FSHPβ is constitutively expressed during the vernal equinox.

a, schematic representation of four photoperiod treatment groups with arrows to indicate the daily sampling time. b, testes volume remained in a regressed non-functional state in autumnal equinox (12a), short photoperiod (8L) and vernal equinox (12v). Photoperiods that exceeded the critical day length (i.e.,> 12hr) induced testes growth. c, Pituitary circadian clock gene ARNTLI maintained daily rhythmic expression waveforms across all photoperiods (P<0.001), no significant difference between photoperiod treatment (P=0.42) d, PER3 displayed a daily waveform across 12a, 8L, 12v and 16L groups (P<0.001) and was anti-phase compared to ARNTLI. No significance difference between photoperiod treatments (P=0.31) e, FSHβ expression was significantly higher in 12v compared to long photoperiods (16L; P<0.001), autumnal equinox (12a; P<0.001) and short photoperiod (8L; P<0.001), but was not rhythmic (P=0.66). f, Similarly, PRL was high in 16L compared to 12a (P<0.001), and 8L (P<0.001), there was no significant daily rhythm (P=0.52). g, FSHβ promoter was devoid of circadian gene binding D-box and E-box motifs but contains a series of hormone and nutrient responsive motifs. b-f Two-way ANOVA followed by Tukey’s pairwise tests, rhythmic analyses were conducted using GraphPad Prism. ╪ indicates significant photoperiod treatment effect; # denotes significant time of day effect. Data are mean +/- SEM, and residual dot plot (a-d). Rhythmic analyses are presented in Table S7 and raw data are available in Table S1.

Endogenous and light-induced FSHP expression.

a, FSHβ expression increased during the photoinduced transition from 8L to 10v, and 12v. FSHβ also showned a smaller, yet significant increase in expression after prolonged exposure to 8L. Y-axis is presented in log-scale due to the significant increase in FSHβ expression in 10v and 12v. b, OPN5 was detected in the pituitary gland and showed a significant increase in expression in the transition to 10v and 12v similar to FSHβ expression. c, DIO3 was significantly reduced in 12v quail compared to all other treatment groups. d, GNRH expression remained constant during the transition from 8L to 12v.
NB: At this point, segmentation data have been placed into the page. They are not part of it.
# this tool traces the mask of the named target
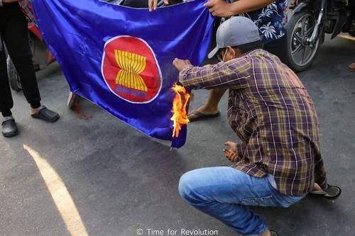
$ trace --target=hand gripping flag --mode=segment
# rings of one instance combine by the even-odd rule
[[[70,89],[153,137],[180,147],[171,109],[175,57],[200,64],[213,17],[197,0],[149,12],[97,0],[34,0],[44,40]]]

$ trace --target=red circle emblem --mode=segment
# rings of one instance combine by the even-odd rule
[[[105,44],[102,72],[110,90],[131,103],[148,103],[159,94],[161,73],[155,56],[141,38],[117,36]]]

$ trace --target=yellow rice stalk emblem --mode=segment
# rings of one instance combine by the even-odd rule
[[[147,91],[148,88],[139,75],[146,66],[146,57],[140,55],[115,50],[114,55],[119,70],[116,77],[116,84],[139,91]]]

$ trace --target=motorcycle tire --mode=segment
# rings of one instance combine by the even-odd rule
[[[307,58],[307,61],[305,63],[303,63],[303,57],[305,55],[305,52],[307,48],[307,45],[305,45],[304,43],[295,41],[295,40],[297,40],[297,39],[295,39],[294,36],[295,34],[297,33],[296,31],[298,30],[299,29],[301,29],[301,30],[304,30],[303,28],[299,27],[299,24],[302,23],[301,21],[305,18],[308,18],[310,20],[311,20],[312,25],[315,26],[316,20],[314,16],[314,14],[312,12],[309,11],[300,11],[293,14],[293,16],[292,16],[287,25],[287,35],[288,35],[287,57],[288,57],[288,60],[289,62],[288,65],[290,68],[291,68],[293,71],[297,72],[305,71],[312,66],[312,64],[317,57],[317,55],[318,53],[318,50],[321,44],[322,32],[320,33],[320,36],[316,43],[313,46],[314,48],[312,50],[312,52],[310,55],[310,57]],[[307,35],[309,35],[309,37],[310,37],[310,35],[312,35],[312,30],[311,30],[310,29],[309,30],[310,30],[310,32],[307,33]],[[300,62],[296,61],[294,55],[293,54],[293,48],[297,45],[297,43],[301,45],[300,46],[301,47],[304,48],[303,49],[304,52],[300,63]],[[300,46],[300,45],[298,45],[297,47],[298,46]],[[310,47],[310,48],[312,47]]]
[[[7,74],[9,81],[10,82],[10,86],[16,91],[20,91],[22,89],[22,84],[20,80],[20,77],[17,73],[16,69],[12,62],[11,59],[7,56]]]

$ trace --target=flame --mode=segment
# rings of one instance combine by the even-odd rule
[[[186,106],[190,100],[190,94],[183,86],[176,84],[174,84],[171,89],[175,93],[175,96],[173,101],[173,109],[171,110],[173,116],[170,120],[174,122],[173,137],[177,137],[179,136],[182,125],[186,125],[190,122],[186,112]]]

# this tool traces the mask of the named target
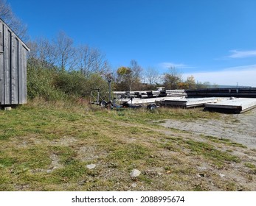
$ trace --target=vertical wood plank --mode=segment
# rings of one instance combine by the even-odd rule
[[[0,52],[4,52],[4,24],[0,21]],[[0,54],[0,105],[3,104],[4,101],[4,53]]]
[[[4,27],[4,104],[10,104],[10,32]]]
[[[22,68],[22,100],[21,104],[27,103],[27,49],[25,47],[22,46],[21,52],[21,68]]]
[[[11,53],[11,104],[18,104],[18,73],[17,73],[17,46],[18,40],[15,36],[12,37],[12,53]]]

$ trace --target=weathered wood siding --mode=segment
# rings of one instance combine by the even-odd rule
[[[27,52],[30,49],[0,19],[0,104],[27,103]]]

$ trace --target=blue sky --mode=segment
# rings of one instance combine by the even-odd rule
[[[185,79],[256,87],[255,0],[7,0],[31,38],[64,31],[113,68],[136,60]]]

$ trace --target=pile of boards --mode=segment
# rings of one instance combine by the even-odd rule
[[[256,107],[256,98],[254,97],[255,89],[209,89],[196,90],[158,90],[131,92],[114,92],[117,99],[122,104],[145,105],[156,104],[161,107],[181,107],[191,108],[204,107],[208,110],[226,111],[240,113]],[[208,93],[207,93],[208,91]],[[224,92],[220,94],[220,91]],[[234,97],[234,93],[250,93],[251,98]],[[196,93],[198,94],[197,96]],[[193,95],[192,95],[193,94]],[[219,94],[220,96],[211,96]],[[204,97],[199,97],[203,96]]]

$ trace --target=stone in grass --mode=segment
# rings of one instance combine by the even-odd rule
[[[131,178],[135,178],[139,176],[142,172],[139,170],[134,168],[130,173],[130,176]]]
[[[86,167],[88,168],[89,169],[93,169],[94,168],[96,167],[96,165],[95,164],[87,165]]]

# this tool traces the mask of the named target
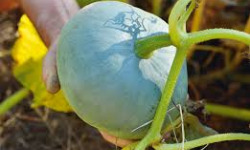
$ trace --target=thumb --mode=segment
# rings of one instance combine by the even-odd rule
[[[56,65],[57,42],[52,44],[49,49],[43,60],[43,81],[47,91],[54,94],[60,90]]]

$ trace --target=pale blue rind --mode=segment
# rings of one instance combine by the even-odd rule
[[[162,19],[121,2],[96,2],[77,13],[62,30],[57,65],[62,90],[78,116],[120,138],[142,138],[149,125],[132,131],[153,119],[176,49],[161,48],[140,59],[134,43],[166,32]],[[185,63],[172,99],[183,105],[186,97]],[[170,115],[174,120],[177,109]]]

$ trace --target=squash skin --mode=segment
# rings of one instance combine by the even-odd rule
[[[57,53],[61,88],[77,115],[113,136],[142,138],[149,124],[132,131],[153,119],[176,48],[140,59],[134,43],[166,32],[162,19],[125,3],[95,2],[81,9],[63,28]],[[183,106],[186,97],[185,62],[172,101]],[[179,115],[177,109],[168,114],[172,120]]]

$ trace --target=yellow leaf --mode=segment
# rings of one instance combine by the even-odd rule
[[[42,81],[42,60],[47,48],[26,15],[21,17],[19,38],[12,49],[14,75],[34,95],[32,107],[46,106],[56,111],[72,111],[62,91],[50,94]]]
[[[17,65],[22,65],[29,59],[39,60],[44,57],[47,48],[26,15],[20,19],[18,34],[19,38],[12,49],[12,57]]]

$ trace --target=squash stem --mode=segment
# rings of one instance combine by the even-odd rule
[[[250,45],[250,34],[232,29],[207,29],[189,33],[187,42],[191,45],[219,38],[236,40]]]
[[[204,146],[211,143],[222,141],[244,140],[250,141],[250,135],[244,133],[224,133],[211,135],[196,140],[188,141],[184,143],[184,150],[193,149],[196,147]],[[182,143],[178,144],[159,144],[153,146],[156,150],[179,150],[182,147]]]
[[[170,69],[168,80],[165,84],[164,91],[157,107],[153,123],[147,135],[139,142],[135,150],[144,150],[149,144],[160,141],[160,132],[165,119],[166,110],[171,101],[175,84],[183,66],[183,62],[186,58],[188,48],[189,45],[183,45],[182,47],[178,48],[173,61],[174,65],[172,65]]]

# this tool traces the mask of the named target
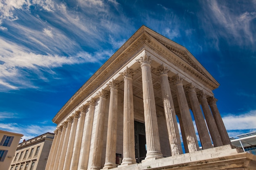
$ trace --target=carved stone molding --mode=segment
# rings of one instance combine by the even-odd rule
[[[89,103],[89,104],[90,104],[90,106],[95,106],[96,101],[96,99],[94,99],[93,98],[92,98],[92,99],[91,99],[88,102],[88,103]]]
[[[188,93],[195,92],[195,88],[196,87],[192,83],[189,83],[184,87],[184,89],[186,90]]]
[[[139,59],[137,60],[136,61],[139,63],[141,66],[144,64],[150,65],[153,60],[151,59],[150,56],[148,56],[145,54],[144,56],[141,57]]]
[[[182,84],[184,78],[182,77],[179,74],[177,74],[172,77],[172,81],[175,85],[177,84]]]
[[[108,85],[109,86],[110,89],[117,89],[118,88],[118,87],[120,86],[121,83],[117,80],[115,80],[114,79],[112,79],[112,81],[110,82]]]
[[[171,70],[166,66],[164,66],[163,64],[158,66],[157,68],[155,69],[155,71],[159,75],[162,74],[167,74],[168,72]]]
[[[132,78],[133,75],[137,73],[137,71],[134,71],[132,68],[130,69],[126,67],[126,70],[121,74],[123,75],[124,79],[125,79],[126,78]]]
[[[100,91],[98,92],[97,95],[98,95],[100,98],[106,99],[107,97],[108,97],[108,95],[109,95],[109,92],[102,89],[101,90],[101,91]]]
[[[207,102],[209,104],[209,105],[211,106],[213,104],[216,104],[216,102],[218,101],[218,99],[215,98],[214,97],[212,96],[207,98]]]
[[[86,109],[87,109],[87,106],[84,104],[83,106],[82,106],[82,107],[79,108],[79,109],[81,110],[81,112],[85,113]]]
[[[203,91],[198,92],[196,93],[196,95],[197,95],[199,100],[204,99],[206,99],[206,96],[207,95],[207,94],[204,92]]]

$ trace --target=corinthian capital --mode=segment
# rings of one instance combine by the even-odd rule
[[[110,89],[117,89],[120,84],[120,82],[118,81],[112,79],[112,81],[110,82],[108,85],[109,86]]]
[[[216,102],[218,101],[218,99],[215,98],[214,97],[211,97],[207,98],[207,101],[209,104],[209,105],[211,106],[213,104],[216,104]]]
[[[207,95],[207,94],[204,92],[203,91],[201,91],[198,92],[196,93],[196,95],[198,96],[198,97],[199,100],[206,99],[206,96]]]
[[[107,91],[101,90],[101,91],[99,91],[97,93],[97,95],[100,97],[100,98],[103,98],[104,99],[107,98],[109,94],[109,92]]]
[[[132,78],[133,75],[138,73],[137,71],[133,71],[132,69],[130,69],[128,67],[126,67],[126,70],[122,73],[122,75],[124,79],[126,78]]]
[[[179,74],[177,74],[172,77],[172,81],[175,85],[177,84],[182,84],[184,78],[182,77]]]
[[[88,102],[90,106],[95,106],[95,102],[96,101],[96,99],[94,99],[93,98],[92,98]]]
[[[185,86],[184,89],[188,93],[195,92],[195,86],[192,84],[192,83],[189,83]]]
[[[140,66],[142,66],[144,64],[149,64],[153,60],[151,59],[151,57],[150,56],[148,56],[146,54],[145,54],[144,56],[141,57],[139,60],[136,60],[137,62],[140,64]]]
[[[163,74],[167,74],[168,72],[170,71],[170,70],[167,68],[167,67],[164,66],[163,64],[162,64],[158,66],[157,68],[155,69],[155,71],[159,74],[159,75],[162,75]]]

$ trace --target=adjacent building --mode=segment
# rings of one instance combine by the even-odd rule
[[[256,157],[231,145],[219,85],[185,48],[143,26],[53,118],[45,169],[255,169]]]
[[[0,167],[7,170],[22,134],[0,130]]]
[[[19,144],[9,170],[44,170],[54,136],[48,132]]]

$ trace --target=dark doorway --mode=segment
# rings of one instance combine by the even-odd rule
[[[147,153],[146,142],[145,124],[134,121],[135,135],[135,157],[136,162],[139,163],[145,159]]]

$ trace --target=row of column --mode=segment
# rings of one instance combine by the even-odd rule
[[[157,117],[153,84],[151,73],[150,63],[152,60],[146,55],[137,61],[140,64],[142,72],[142,90],[145,126],[146,130],[147,153],[145,160],[152,160],[163,157],[161,152]],[[156,71],[159,74],[162,93],[164,104],[167,131],[172,156],[182,153],[181,142],[180,137],[176,113],[170,88],[167,73],[170,70],[162,65]],[[137,73],[126,68],[122,73],[124,82],[124,152],[121,166],[136,163],[135,153],[134,118],[132,93],[132,76]],[[172,77],[176,88],[177,99],[180,108],[177,115],[181,126],[182,134],[186,152],[193,152],[199,150],[199,146],[194,128],[190,109],[186,97],[185,90],[188,93],[192,110],[203,149],[213,147],[210,134],[214,146],[230,144],[230,141],[222,119],[216,105],[216,99],[213,97],[206,98],[203,91],[197,94],[195,87],[192,84],[184,87],[183,79],[178,74]],[[108,125],[105,163],[103,169],[108,169],[117,167],[116,151],[117,133],[118,88],[120,82],[112,79],[109,84],[110,98]],[[109,92],[102,90],[98,93],[99,97],[98,116],[96,124],[96,130],[92,166],[88,167],[90,148],[92,132],[95,99],[88,102],[88,122],[85,127],[85,140],[80,170],[99,170],[101,168],[101,159],[102,150],[102,137],[103,131],[106,98]],[[202,106],[207,126],[200,106]],[[209,107],[209,105],[211,108]],[[79,169],[79,158],[84,131],[85,112],[88,106],[83,105],[79,110],[68,119],[55,131],[55,135],[49,157],[46,170],[62,170]],[[74,150],[74,139],[77,128],[78,119],[80,115],[76,142]],[[71,129],[72,127],[72,129]],[[71,134],[71,135],[70,134]]]

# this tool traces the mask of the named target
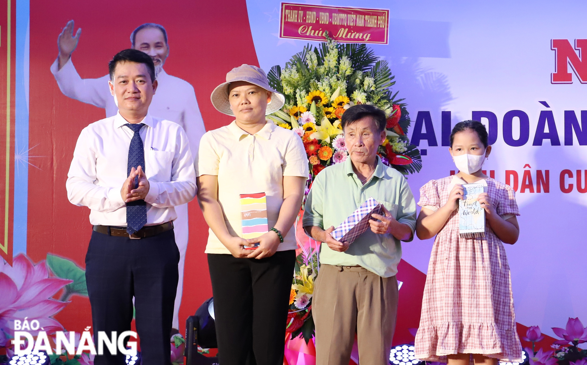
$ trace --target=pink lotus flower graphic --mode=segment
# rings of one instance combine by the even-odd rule
[[[555,341],[557,344],[566,344],[572,342],[576,346],[578,344],[587,342],[587,327],[583,327],[583,323],[579,318],[569,318],[566,322],[566,328],[563,329],[558,327],[553,327],[552,331],[559,337],[565,339]]]
[[[51,316],[58,313],[69,302],[52,299],[55,293],[71,280],[49,278],[47,265],[42,261],[36,265],[23,254],[17,256],[12,266],[0,263],[0,323],[8,323],[9,333],[14,330],[14,320],[30,323],[39,321],[39,328],[29,332],[36,336],[39,330],[48,334],[62,330],[63,326]]]
[[[529,365],[555,365],[556,359],[552,357],[554,354],[554,351],[543,352],[542,349],[538,350],[538,352],[535,355],[533,355],[534,352],[532,349],[525,349],[526,352],[529,357],[528,361]]]
[[[80,365],[94,365],[94,357],[96,355],[88,354],[86,353],[82,354],[82,357],[77,359]]]
[[[540,327],[538,326],[531,326],[526,331],[526,337],[522,337],[524,341],[538,342],[544,339],[544,336],[540,332]]]
[[[177,333],[171,336],[171,363],[183,364],[185,341],[183,336]]]

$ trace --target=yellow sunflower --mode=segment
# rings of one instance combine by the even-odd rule
[[[304,132],[315,132],[316,124],[311,121],[309,121],[305,124],[302,126],[302,129],[303,130]]]
[[[348,99],[348,98],[347,98]],[[322,104],[324,105],[328,103],[328,98],[326,94],[319,90],[313,91],[306,97],[308,104],[312,104],[312,102],[316,102],[316,104]]]
[[[308,111],[308,108],[303,105],[301,106],[296,106],[294,105],[289,109],[289,115],[296,118],[299,118],[299,116],[302,115],[302,113],[304,111]]]
[[[342,108],[350,101],[348,97],[340,95],[332,102],[332,106],[335,108]]]
[[[326,118],[329,119],[333,119],[336,117],[336,116],[334,115],[334,108],[324,108],[324,115]]]
[[[312,131],[305,132],[303,134],[303,136],[302,136],[302,142],[309,142],[310,141],[310,136],[312,136],[313,134],[314,134],[314,133],[315,132],[313,132]]]

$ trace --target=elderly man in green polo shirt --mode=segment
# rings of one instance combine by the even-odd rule
[[[361,364],[384,365],[395,329],[400,241],[413,238],[416,202],[405,178],[377,156],[386,138],[383,111],[352,106],[342,124],[350,158],[318,174],[303,214],[306,232],[323,242],[312,307],[316,363],[347,365],[356,331]],[[370,229],[350,244],[333,238],[335,227],[371,197],[385,215],[373,214]]]

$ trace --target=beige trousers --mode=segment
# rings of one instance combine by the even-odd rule
[[[361,365],[387,365],[396,327],[397,280],[359,266],[322,264],[312,303],[316,365],[348,365],[357,333]]]

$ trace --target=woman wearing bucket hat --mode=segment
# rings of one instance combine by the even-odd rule
[[[235,117],[204,135],[196,167],[198,200],[210,227],[205,252],[220,362],[281,364],[297,247],[292,228],[308,159],[297,134],[266,120],[285,98],[271,89],[262,69],[248,65],[233,69],[211,99],[219,111]],[[248,208],[241,209],[241,194],[257,193],[265,194],[266,209],[258,198],[261,204],[253,204],[258,211],[251,214],[261,221],[266,214],[264,229],[243,228],[241,222],[247,219],[241,210]],[[251,229],[268,228],[245,239]]]

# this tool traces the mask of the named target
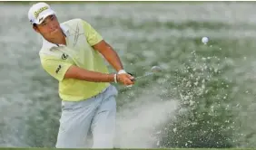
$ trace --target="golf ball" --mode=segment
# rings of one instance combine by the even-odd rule
[[[202,37],[202,42],[203,42],[204,44],[206,44],[209,42],[208,37]]]

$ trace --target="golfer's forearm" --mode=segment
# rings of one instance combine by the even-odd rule
[[[104,52],[107,53],[103,55],[104,58],[115,69],[116,71],[123,69],[118,54],[111,47],[109,47]]]
[[[94,48],[99,51],[106,61],[116,70],[116,71],[123,70],[123,64],[116,52],[104,41],[100,42]]]
[[[91,71],[77,66],[71,66],[64,75],[64,79],[75,79],[92,82],[113,82],[113,74]]]

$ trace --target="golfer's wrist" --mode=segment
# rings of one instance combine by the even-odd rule
[[[123,74],[123,73],[127,73],[127,72],[124,70],[120,70],[117,72],[117,74]]]

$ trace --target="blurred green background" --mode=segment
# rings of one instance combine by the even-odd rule
[[[0,5],[0,146],[54,147],[56,140],[61,101],[27,20],[34,3]],[[256,146],[256,3],[49,4],[60,22],[90,23],[128,71],[163,69],[133,88],[115,85],[117,147]]]

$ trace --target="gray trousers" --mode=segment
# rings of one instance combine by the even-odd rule
[[[56,148],[84,148],[91,129],[92,148],[113,148],[117,95],[110,86],[102,93],[78,102],[62,101]]]

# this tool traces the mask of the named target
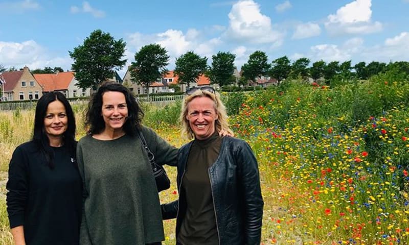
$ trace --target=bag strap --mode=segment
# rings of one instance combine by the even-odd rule
[[[152,169],[153,171],[156,170],[156,163],[155,162],[155,155],[153,155],[153,153],[150,151],[149,148],[148,147],[148,144],[146,143],[146,140],[145,139],[145,137],[144,137],[143,134],[140,130],[138,130],[138,133],[139,135],[139,138],[141,139],[141,142],[142,143],[142,145],[145,149],[145,151],[146,152],[146,154],[148,155],[148,160],[149,161],[149,163],[150,163],[151,166],[152,167]]]

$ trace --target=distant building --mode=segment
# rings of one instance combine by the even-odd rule
[[[6,101],[38,100],[43,88],[37,83],[28,67],[22,70],[7,71],[2,74],[4,80],[4,96]]]

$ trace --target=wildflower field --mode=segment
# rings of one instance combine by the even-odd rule
[[[409,244],[409,83],[398,78],[222,93],[230,125],[258,160],[262,244]],[[176,121],[180,103],[143,107],[145,124],[177,146],[186,142]],[[84,108],[74,108],[78,138]],[[0,112],[0,182],[14,148],[30,138],[33,116]],[[175,169],[166,169],[172,183],[162,202],[177,197]],[[0,243],[11,244],[5,206],[2,195]],[[174,244],[175,221],[164,224],[164,244]]]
However, continued exposure to 8L was observed to increase GNRH expression. Data are mean +/- SEM, and residual dot plot (a-d). One-way ANOVA with Tukey’s test for multiple comparisons. Letters denote significant difference between photoperiod phase. Raw data available in Table S1. e, Schematic representation of the endogenous and light-dependent increase in pituitary cell types during the transition from 8L to stimulatory 16v light treatments. Increased color indicates increased transcript expression.